While Tomiris and Turla overlap in some malware tools, their operational focus and methods set them apart significantly. Tomiris hones in on diplomatic and political targets in the CIS region with a relentless, almost industrial approach to persistence, cycling through disposable malware until they breach a system. Turla, on the other hand, often exhibits a broader scope tied to nation-state objectives, with more caution and sophistication in their stealth tactics. I’ve seen analyses where Tomiris would hammer a target with phishing for months, while Turla might spend that time crafting a single, near-invisible exploit. Experts distinguish them based on these targeting priorities and operational tempo—Tomiris feels more opportunistic, less polished. It’s like comparing a sledgehammer to a scalpel; both can do damage, but the intent and precision differ. This distinction, along with separate infrastructure in their C2 setups, convinces most researchers they’re not the same entity, even if some tools are shared.
Advanced detection methods like behavioral analysis are recommended to counter Tomiris’ stealthy tactics. How do these strategies work against their multi-language implants, and can you share an example of their impact in uncovering a hidden threat?
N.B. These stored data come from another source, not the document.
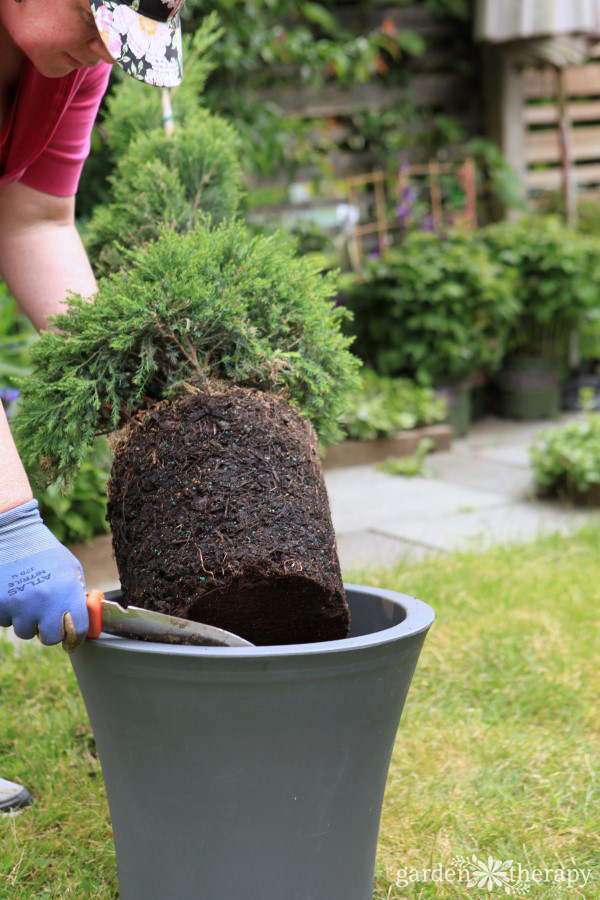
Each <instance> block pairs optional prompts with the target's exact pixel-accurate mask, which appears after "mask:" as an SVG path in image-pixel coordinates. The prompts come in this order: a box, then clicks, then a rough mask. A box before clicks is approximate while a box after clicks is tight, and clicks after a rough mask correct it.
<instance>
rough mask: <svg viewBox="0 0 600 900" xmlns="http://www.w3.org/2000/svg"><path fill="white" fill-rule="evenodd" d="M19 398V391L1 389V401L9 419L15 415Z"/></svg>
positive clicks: (6, 388) (6, 416)
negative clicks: (15, 408) (13, 415)
mask: <svg viewBox="0 0 600 900" xmlns="http://www.w3.org/2000/svg"><path fill="white" fill-rule="evenodd" d="M18 396H19V391H18V390H17V388H0V401H1V402H2V404H3V406H4V409H5V411H6V417H7V419H10V418H11V416H12V415H13V414H14V411H15V409H14V407H15V403H16V402H17V397H18Z"/></svg>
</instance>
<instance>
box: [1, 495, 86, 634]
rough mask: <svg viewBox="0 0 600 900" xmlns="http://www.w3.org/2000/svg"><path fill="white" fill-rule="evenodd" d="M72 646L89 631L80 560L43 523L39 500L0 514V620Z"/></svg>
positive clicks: (25, 631)
mask: <svg viewBox="0 0 600 900" xmlns="http://www.w3.org/2000/svg"><path fill="white" fill-rule="evenodd" d="M11 624H12V625H13V627H14V629H15V634H17V635H18V637H20V638H25V639H28V638H32V637H35V635H36V634H37V636H38V637H39V639H40V640H41V642H42V644H58V643H59V642H60V641H64V643H63V646H64V647H65V649H68V650H74V649H75V647H77V646H78V645H79V644H80V643H81V642H82V641H83V640H84V639H85V636H86V634H87V630H88V613H87V607H86V604H85V582H84V580H83V571H82V568H81V565H80V564H79V562H78V561H77V560H76V559H75V557H74V556H73V554H72V553H71V552H70V551H69V550H67V548H66V547H63V545H62V544H61V543H60V541H59V540H57V538H55V537H54V535H53V534H52V532H51V531H49V530H48V529H47V528H46V526H45V525H44V523H43V522H42V519H41V516H40V514H39V512H38V502H37V500H30V501H29V502H28V503H23V504H22V505H21V506H17V507H16V508H15V509H10V510H8V512H5V513H0V625H3V626H7V625H11Z"/></svg>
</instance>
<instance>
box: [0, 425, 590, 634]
mask: <svg viewBox="0 0 600 900" xmlns="http://www.w3.org/2000/svg"><path fill="white" fill-rule="evenodd" d="M572 418H573V415H572V414H569V415H565V416H562V417H561V419H560V420H557V421H556V422H551V423H548V422H541V423H538V422H534V423H531V422H524V423H519V422H510V421H506V420H499V419H491V418H490V419H485V420H483V421H481V422H477V423H475V425H474V426H473V427H472V429H471V431H470V432H469V434H468V435H467V437H465V438H462V439H460V440H457V441H455V442H454V444H453V447H452V450H451V451H450V452H448V453H438V454H433V455H432V456H430V457H429V458H428V466H429V468H430V469H432V470H433V472H434V477H432V478H429V479H425V478H401V477H398V476H394V475H386V474H384V473H383V472H379V471H377V470H376V469H375V467H374V466H354V467H351V468H346V469H333V470H329V471H328V472H327V473H326V475H325V480H326V483H327V489H328V492H329V500H330V504H331V511H332V518H333V524H334V527H335V530H336V535H337V540H338V550H339V555H340V563H341V566H342V571H343V572H344V573H351V572H352V571H353V570H356V569H359V568H363V567H365V566H369V565H373V566H390V565H394V564H396V563H401V562H402V561H415V560H421V559H425V558H428V557H431V556H433V555H436V554H439V553H445V552H451V551H452V550H455V549H460V548H464V547H471V548H477V549H484V548H485V547H487V546H489V545H490V544H493V543H497V542H509V541H512V540H531V539H534V538H535V537H537V536H538V535H540V534H546V533H549V532H553V531H558V532H561V533H568V532H570V531H573V530H576V529H577V528H579V527H580V526H581V525H583V524H584V523H585V522H587V521H590V520H591V519H593V518H594V517H596V516H597V513H594V512H593V511H589V510H581V509H576V510H569V509H566V508H564V507H563V506H561V504H560V503H559V502H558V501H556V502H555V501H540V500H536V499H535V497H534V496H533V491H532V488H533V476H532V472H531V468H530V465H529V456H528V449H529V446H530V444H531V443H532V441H533V440H534V439H535V437H536V436H537V435H538V434H539V433H540V431H542V430H544V429H545V428H556V427H558V426H559V425H561V424H563V423H564V422H565V421H568V420H569V419H572ZM72 550H73V552H74V553H75V555H76V556H77V558H78V559H79V560H80V561H81V563H82V565H83V569H84V573H85V578H86V583H87V585H88V586H89V587H92V586H93V587H97V588H99V589H100V590H104V591H109V590H114V589H116V588H118V586H119V576H118V572H117V567H116V564H115V561H114V559H113V556H112V546H111V538H110V535H105V536H104V537H101V538H96V539H95V540H94V541H92V542H91V543H90V544H88V545H78V546H75V547H73V548H72ZM7 631H8V633H9V635H10V629H7ZM12 639H13V640H14V642H15V643H17V644H18V643H19V642H18V639H17V638H15V637H14V635H13V638H12Z"/></svg>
Behavioral analysis is a game-changer against multi-language implants because it focuses on what the malware does rather than what it looks like. Instead of matching code signatures—which vary across languages like Go or Rust—it monitors actions like unauthorized file access, abnormal network calls, or unexpected process behavior, flagging anomalies regardless of the programming language. For Tomiris, whose implants often pivot to secondary payloads like Havoc, this means catching the unusual activity of a system suddenly connecting to a Discord server, even if the initial executable evades traditional scans. I worked on a case where a government network had a hidden implant that our standard tools missed because it was written in an obscure language variant, but behavioral tools caught it when it tried to exfiltrate compressed archives at odd hours. We traced the activity back, isolated the infected endpoint, and prevented a major data loss. These methods require investment in real-time monitoring and skilled analysts, but they’re essential for spotting stealthy, evolving threats like Tomiris.
What’s your forecast for the future of cyber-espionage tactics like those used by Tomiris, especially regarding the use of legitimate platforms and multi-language malware?
I see groups like Tomiris pushing even harder into exploiting legitimate platforms, not just for C2 but also for malware distribution and social engineering, as these services continue to proliferate in workplaces. We might witness more sophisticated abuse of cloud services or collaboration tools, where malicious payloads hide in shared drives or meeting links, making detection an uphill battle. The multi-language trend will likely grow too, with attackers experimenting with niche or emerging languages to stay ahead of static detection tools, forcing defenders to lean on AI-driven behavioral analysis. I’m also concerned about automation—imagine scripts that adapt code on-the-fly based on the target environment. The cat-and-mouse game will intensify, and I think we’ll see more emphasis on zero-trust architectures to mitigate these evolving risks. It’s going to be a challenging few years, but staying proactive with layered defenses will be key.